The message to women and girls is clear: You are taking more than your fair share. You are too successful. You have come too far, and boys are paying the price for your accomplishments.

This is not the case. Worse, the implicit solution sounds disturbingly close to advocating rolling back gains for girls to address our concerns about boys.

Pitting boys and girls against each other does not move us toward better education for all of our children. There are serious concerns for boys' education that absolutely deserve attention and further study. At the same time, there are also key areas of concern for girls, including their low rates of participation in advanced levels of mathematics and science, and in computer science and technology. These are the fields, according to the most recent AAUW Educational Foundation research report, "Women at Work (2003)," that are critical for obtaining the best-paying, highest-growth jobs of the future.

Girls still overlooked

A Business Week report stated recently that MBA programs are one of a few remaining "old boy domains," but it failed to mention the comparable underrepresentation of women in computer and information science, technology and engineering courses and careers.

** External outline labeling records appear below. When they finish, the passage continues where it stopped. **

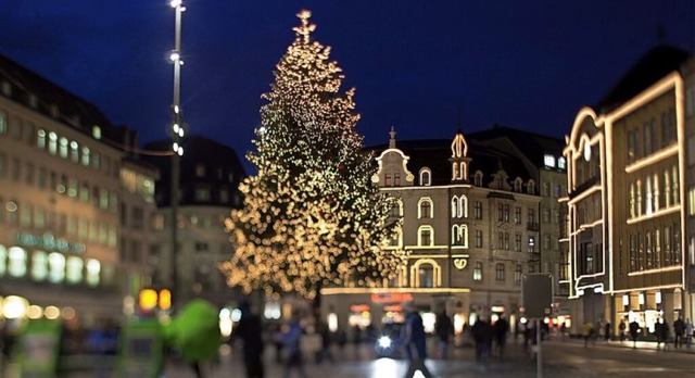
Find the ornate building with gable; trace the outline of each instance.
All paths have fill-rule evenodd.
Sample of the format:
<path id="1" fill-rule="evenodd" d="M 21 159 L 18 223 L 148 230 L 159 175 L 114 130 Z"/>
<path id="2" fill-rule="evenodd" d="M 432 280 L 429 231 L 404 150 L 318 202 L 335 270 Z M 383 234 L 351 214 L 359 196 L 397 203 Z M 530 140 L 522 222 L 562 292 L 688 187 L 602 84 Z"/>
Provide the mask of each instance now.
<path id="1" fill-rule="evenodd" d="M 521 277 L 543 268 L 544 169 L 543 162 L 515 147 L 517 133 L 553 140 L 495 127 L 469 137 L 459 130 L 450 140 L 400 141 L 392 128 L 388 144 L 371 148 L 379 167 L 372 182 L 399 199 L 392 216 L 403 219 L 391 245 L 407 251 L 408 262 L 384 288 L 323 289 L 321 313 L 329 323 L 380 327 L 400 322 L 406 301 L 420 308 L 429 330 L 442 310 L 458 330 L 478 316 L 505 314 L 516 323 Z M 548 153 L 560 160 L 563 143 L 554 143 Z M 565 182 L 564 169 L 552 171 Z"/>

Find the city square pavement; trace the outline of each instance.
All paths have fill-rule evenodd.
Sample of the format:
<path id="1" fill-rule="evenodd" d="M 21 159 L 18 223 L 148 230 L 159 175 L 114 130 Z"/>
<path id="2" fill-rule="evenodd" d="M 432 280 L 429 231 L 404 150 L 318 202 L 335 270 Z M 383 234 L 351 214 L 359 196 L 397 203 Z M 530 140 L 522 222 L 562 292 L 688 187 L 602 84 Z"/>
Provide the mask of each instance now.
<path id="1" fill-rule="evenodd" d="M 430 339 L 430 342 L 433 342 Z M 336 362 L 325 362 L 317 364 L 313 357 L 312 351 L 318 350 L 318 344 L 313 340 L 306 342 L 304 345 L 306 358 L 306 376 L 309 378 L 342 378 L 342 377 L 364 377 L 364 378 L 403 378 L 407 370 L 407 362 L 400 358 L 378 358 L 374 346 L 367 343 L 355 346 L 354 344 L 348 344 L 340 351 L 337 346 L 331 350 Z M 429 351 L 434 351 L 433 343 L 429 345 Z M 585 363 L 576 361 L 573 357 L 567 357 L 567 362 L 563 357 L 558 358 L 558 350 L 569 350 L 580 355 L 586 353 L 589 361 L 596 361 L 604 364 L 604 374 L 596 375 L 597 371 L 592 366 L 586 366 Z M 670 374 L 680 375 L 683 371 L 695 373 L 695 346 L 692 349 L 679 349 L 674 350 L 672 345 L 669 345 L 666 350 L 657 350 L 654 342 L 637 342 L 636 350 L 640 351 L 636 358 L 653 358 L 659 356 L 661 351 L 665 351 L 668 355 L 684 356 L 685 358 L 693 357 L 693 368 L 686 367 L 680 369 L 668 368 L 647 368 L 647 367 L 627 367 L 624 362 L 608 361 L 608 352 L 614 353 L 631 353 L 632 342 L 605 342 L 596 341 L 590 343 L 587 349 L 583 348 L 583 341 L 580 339 L 565 339 L 554 340 L 543 343 L 543 355 L 546 360 L 543 360 L 543 376 L 544 377 L 595 377 L 606 376 L 606 371 L 614 371 L 614 375 L 609 376 L 635 376 L 635 377 L 664 377 L 670 376 Z M 675 353 L 679 352 L 679 353 Z M 690 353 L 690 355 L 685 354 Z M 206 378 L 223 378 L 223 377 L 244 377 L 243 363 L 240 358 L 241 351 L 238 348 L 229 348 L 224 345 L 220 349 L 219 361 L 208 364 L 204 367 Z M 276 362 L 275 351 L 273 348 L 267 348 L 264 354 L 265 369 L 267 378 L 283 377 L 283 366 Z M 635 358 L 635 355 L 628 354 L 628 358 Z M 555 361 L 553 361 L 555 358 Z M 601 360 L 601 361 L 599 361 Z M 608 362 L 606 362 L 608 361 Z M 685 360 L 687 361 L 687 360 Z M 427 366 L 434 377 L 536 377 L 536 361 L 531 357 L 530 353 L 525 351 L 521 340 L 515 340 L 509 338 L 507 348 L 505 350 L 504 358 L 493 356 L 484 362 L 477 362 L 475 357 L 475 349 L 472 346 L 463 346 L 452 349 L 446 360 L 435 358 L 431 356 L 428 358 Z M 603 368 L 603 367 L 602 367 Z M 299 377 L 296 371 L 293 371 L 292 377 Z M 180 362 L 169 360 L 165 368 L 166 378 L 194 378 L 193 370 L 190 366 L 187 366 Z M 417 375 L 416 375 L 417 377 Z"/>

Nor did it mention that women's participation in computer science courses actually has been declining for the past 20 years.

AAUW was founded more than a century ago, when education and employment opportunities were severely limited by gender, race and other social characteristics. Although great inequities still persist, it is true that women and girls have made great strides. These advancements, however, have never been at the expense of men and boys.

We hope we can reach beyond polarizing debates to create a public education system and a society that neither defines nor confines young people's opportunities based on gender, race or social status.

Jacqueline E. Woods is executive director of the American Association of University Women.